If Google Chromebooks are top sellers on Amazon and have growing sales in the education market, where are all the users?
That’s the question I walked away with after reading Chitika’s latest research report. On Thursday, the company shared data gathered from its ad network showing that only 0.2 percent of all North American web traffic was from Chrome devices. That’s a doubling from five months ago, but is still a tiny figure overall.
By comparison, Chitika says people using Linux to hit websites on its ad network accounted for 1.9 percent of all usage.

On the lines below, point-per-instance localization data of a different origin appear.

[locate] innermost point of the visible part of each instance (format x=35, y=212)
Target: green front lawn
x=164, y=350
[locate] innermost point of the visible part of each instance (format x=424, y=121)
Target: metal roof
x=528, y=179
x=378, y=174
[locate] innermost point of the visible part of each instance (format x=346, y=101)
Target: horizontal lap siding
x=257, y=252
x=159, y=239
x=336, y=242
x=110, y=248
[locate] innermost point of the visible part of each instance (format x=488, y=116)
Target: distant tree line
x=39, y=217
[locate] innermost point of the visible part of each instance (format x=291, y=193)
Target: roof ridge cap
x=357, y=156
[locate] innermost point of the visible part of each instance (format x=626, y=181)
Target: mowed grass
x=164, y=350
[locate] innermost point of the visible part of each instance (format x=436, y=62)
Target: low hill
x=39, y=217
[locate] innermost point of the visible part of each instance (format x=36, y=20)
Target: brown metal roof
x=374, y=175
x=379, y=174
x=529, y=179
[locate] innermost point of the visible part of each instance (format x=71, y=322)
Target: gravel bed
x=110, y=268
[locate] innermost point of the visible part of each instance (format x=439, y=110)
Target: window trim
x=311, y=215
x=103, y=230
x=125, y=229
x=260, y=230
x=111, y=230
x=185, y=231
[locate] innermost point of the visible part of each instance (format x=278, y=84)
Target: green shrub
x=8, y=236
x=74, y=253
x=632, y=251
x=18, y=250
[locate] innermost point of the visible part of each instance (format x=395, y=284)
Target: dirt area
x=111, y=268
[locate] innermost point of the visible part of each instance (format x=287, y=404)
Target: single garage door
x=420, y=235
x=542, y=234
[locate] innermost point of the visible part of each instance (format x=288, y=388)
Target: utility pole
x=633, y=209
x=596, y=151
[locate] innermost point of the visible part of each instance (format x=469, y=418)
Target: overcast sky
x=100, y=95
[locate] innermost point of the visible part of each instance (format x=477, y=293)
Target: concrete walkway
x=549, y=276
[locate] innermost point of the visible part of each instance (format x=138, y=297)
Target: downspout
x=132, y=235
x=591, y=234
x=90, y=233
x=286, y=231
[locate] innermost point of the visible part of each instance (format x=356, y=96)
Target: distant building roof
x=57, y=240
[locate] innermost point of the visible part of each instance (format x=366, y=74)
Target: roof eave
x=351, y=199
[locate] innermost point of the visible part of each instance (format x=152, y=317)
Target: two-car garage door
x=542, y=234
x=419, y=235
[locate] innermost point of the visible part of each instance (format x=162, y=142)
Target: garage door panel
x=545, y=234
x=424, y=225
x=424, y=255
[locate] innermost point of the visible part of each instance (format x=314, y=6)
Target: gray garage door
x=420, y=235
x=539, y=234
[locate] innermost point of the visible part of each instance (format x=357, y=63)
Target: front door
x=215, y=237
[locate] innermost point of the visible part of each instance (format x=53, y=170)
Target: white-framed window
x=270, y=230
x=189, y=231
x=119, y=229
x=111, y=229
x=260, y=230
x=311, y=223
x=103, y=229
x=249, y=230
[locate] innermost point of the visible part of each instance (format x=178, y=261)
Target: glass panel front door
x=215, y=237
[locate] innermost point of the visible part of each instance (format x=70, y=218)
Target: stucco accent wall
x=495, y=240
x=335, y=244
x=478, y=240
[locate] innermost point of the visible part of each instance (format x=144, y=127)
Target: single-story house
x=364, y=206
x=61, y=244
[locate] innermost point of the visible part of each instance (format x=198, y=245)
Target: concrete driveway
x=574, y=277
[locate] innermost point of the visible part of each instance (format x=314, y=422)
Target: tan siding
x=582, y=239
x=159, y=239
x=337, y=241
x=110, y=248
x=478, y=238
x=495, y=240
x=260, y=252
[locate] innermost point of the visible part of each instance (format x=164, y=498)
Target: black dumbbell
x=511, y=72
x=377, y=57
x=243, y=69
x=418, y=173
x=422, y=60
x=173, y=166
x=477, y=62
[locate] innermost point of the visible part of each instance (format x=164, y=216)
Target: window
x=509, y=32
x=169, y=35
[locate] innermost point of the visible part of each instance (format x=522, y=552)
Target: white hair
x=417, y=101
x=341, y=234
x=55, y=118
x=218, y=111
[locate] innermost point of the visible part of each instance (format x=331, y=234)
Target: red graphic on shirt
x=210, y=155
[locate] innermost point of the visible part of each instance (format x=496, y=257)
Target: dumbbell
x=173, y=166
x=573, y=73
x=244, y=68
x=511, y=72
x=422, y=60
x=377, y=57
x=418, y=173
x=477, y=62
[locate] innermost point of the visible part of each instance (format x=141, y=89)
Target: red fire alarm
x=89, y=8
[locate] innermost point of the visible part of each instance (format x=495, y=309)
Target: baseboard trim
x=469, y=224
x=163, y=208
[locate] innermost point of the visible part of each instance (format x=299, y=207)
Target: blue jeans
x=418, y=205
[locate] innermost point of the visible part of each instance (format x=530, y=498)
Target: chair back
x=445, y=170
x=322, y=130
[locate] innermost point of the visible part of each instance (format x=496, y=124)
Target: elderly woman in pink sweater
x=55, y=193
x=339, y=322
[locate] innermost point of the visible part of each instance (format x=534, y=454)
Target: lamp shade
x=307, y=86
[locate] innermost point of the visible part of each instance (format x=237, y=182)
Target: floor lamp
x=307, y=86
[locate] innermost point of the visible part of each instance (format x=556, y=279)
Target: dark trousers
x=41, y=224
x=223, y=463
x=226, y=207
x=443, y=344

I’ll disclose that I’m a happy Chromebook user; I have been for nearly two years. So I may have some bias, but I think the numbers are skewed low in Chitika’s dataset. I checked our own traffic data and the percentage of visits from Chrome OS devices, per Google Analytics, is double that from Chitika’s data.
In 2013, 0.33 percent of Gigaom’s traffic came from Chromebooks and Chromeboxes, for example. So far in 2014, the figure is higher: 0.41 percent. Are these massive figures? Of course not. By and large more web traffic comes from Windows computers, Macs and even iOS devices.
I’m not suggesting that Chrome OS has disrupted any markets yet. I do see the potential for that to happen but it’s a long way off, if it’s going to happen at all, because it’s a paradigm shift in computer. For now, it’s entirely possible that Chrome OS devices simply aren’t selling well or they’re still very much a secondary browsing device. As more offline Chrome apps become available, let’s see what happens.